The inadequate terminologies that capture the “newness” of our times include terms such as the industrial age, the information age, the Anthropocene and modernity. Societies which had undergone relatively little change in centuries or millennia have been entirely reshaped. Relations between the genders have broken out of a strict hierarchy that stretches back to the beginning of agriculture. Relations between government and citizen, likewise, have been entirely reshaped compared to the past. Human equality and dignity has been understood, if yet to be fully implemented. Our individual experience of the world is entirely different to that even of our great grandparents.
Despite such profound changes, some human behaviours are stubbornly persistent. Yet they belong to another era. Human domination and exploitation of our fellow human beings is no longer coherent with the human relationships we find acceptable. Warfare is an abomination that only the most criminal among humanity still welcome. Some of these old patterns flow from ways of thought that are rooted in past structures. It is at the level of thought that human emancipation will be found. An insight we may imply from Bahá’u’lláh’s observations on good government is that knowledge is central to the progress of human welfare.
Bahá’u’lláh states:
“It is not his to boast who loveth his country, but it is his who loveth the world.” Through the power released by these exalted words He hath lent a fresh impulse and set a new direction to the birds of men’s hearts….[1]
This speaks of an internal change in humanity. A change of heart and mind, and a latent potential that sooner or later will find fuller expression in human relationships.
The “newness” of the world is captured in passages such as the following:
The whole earth is now in a state of pregnancy. The day is approaching when it will have yielded its noblest fruits, when from it will have sprung forth the loftiest trees, the most enchanting blossoms, the most heavenly blessings. Immeasurably exalted is the breeze that wafteth from the garment of thy Lord, the Glorified! For lo, it hath breathed its fragrance and made all things new![2]
Here, in addition to “newness”, we see a connection between a deeper spiritual reality and its expression in the material world. If we accept the existence of spiritual reality, then we find adequate explanation for the change in the outward world we experience. A new age requires new modes of thought — new attachments of heart and behaviour worthy of a mature humanity.
This is the Day in which God’s most excellent favors have been poured out upon men, the Day in which His most mighty grace hath been infused into all created things. It is incumbent upon all the peoples of the world to reconcile their differences, and, with perfect unity and peace, abide beneath the shadow of the Tree of His care and loving-kindness. It behooveth them to cleave to whatsoever will, in this Day, be conducive to the exaltation of their stations, and to the promotion of their best interests….

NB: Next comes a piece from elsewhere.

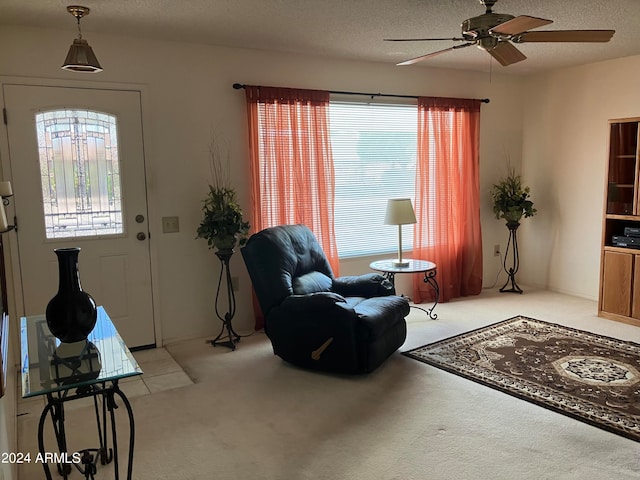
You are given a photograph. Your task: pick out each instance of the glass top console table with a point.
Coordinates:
(69, 371)
(430, 270)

Beseech ye the one true God to grant that all men may be graciously assisted to fulfill that which is acceptable in Our sight. Soon will the present-day order be rolled up, and a new one spread out in its stead. Verily, thy Lord speaketh the truth, and is the Knower of things unseen.[3]
It is time to grow up. Time to see the world with new eyes and understand it with a new mind.
This article is the 36th in a series of what I hope will become 200 articles in 200 days for the 200th anniversary of the birth of Bahá’u’lláh. The anniversary is being celebrated around the world on 21 and 22 October 2017. The articles are simply my personal reflections on Bahá’u’lláh’s life and work. Any errors or inadequacies in these articles are solely my responsibility.